Turning more serious, Menino added: “This is a big city, but it’s a small city. We’re a family city. We all know each other. We care about each other. ... When something happens to somebody else, they all rally. Look at what happened with the Marathon bombing and how we rallied then.”

Menino appeared in good spirits, even joking about the children’s book, “Goodbye, Mayor Menino.”

“What an appropriate title that is!” he cracked.

Supporters in attendance approached Menino to offer brief, quiet words of support. Some described family members who had overcome similar diagnoses. He then sat with a group of young children to listen to a reading of the book, giving them high-fives and leaning in to listen intently as a little girl whispered in his ear.

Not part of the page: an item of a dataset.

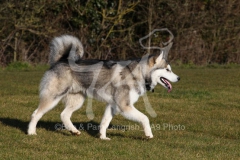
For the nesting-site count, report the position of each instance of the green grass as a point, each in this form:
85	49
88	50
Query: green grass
199	119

As mayor, Menino’s affinity for children was well-known. This afternoon, the mayor said the only aspect of his diagnosis that concerned him was how his six grandchildren would take the news.

“They misinterpret sometimes the news,” he said. “You have to talk to them about it.”

Asked if he felt sorry for himself because of a series of recent health problems, Menino said emphatically he did not.

“I’m the luckiest guy in America,” he said. “I was lucky to lead this city for 20 years. The health things are a little bump in the road, but we get over them.”

The Globe reported this morning that Menino, who left office in January, had been diagnosed with an advanced form of cancer that has spread to his liver and lymph nodes.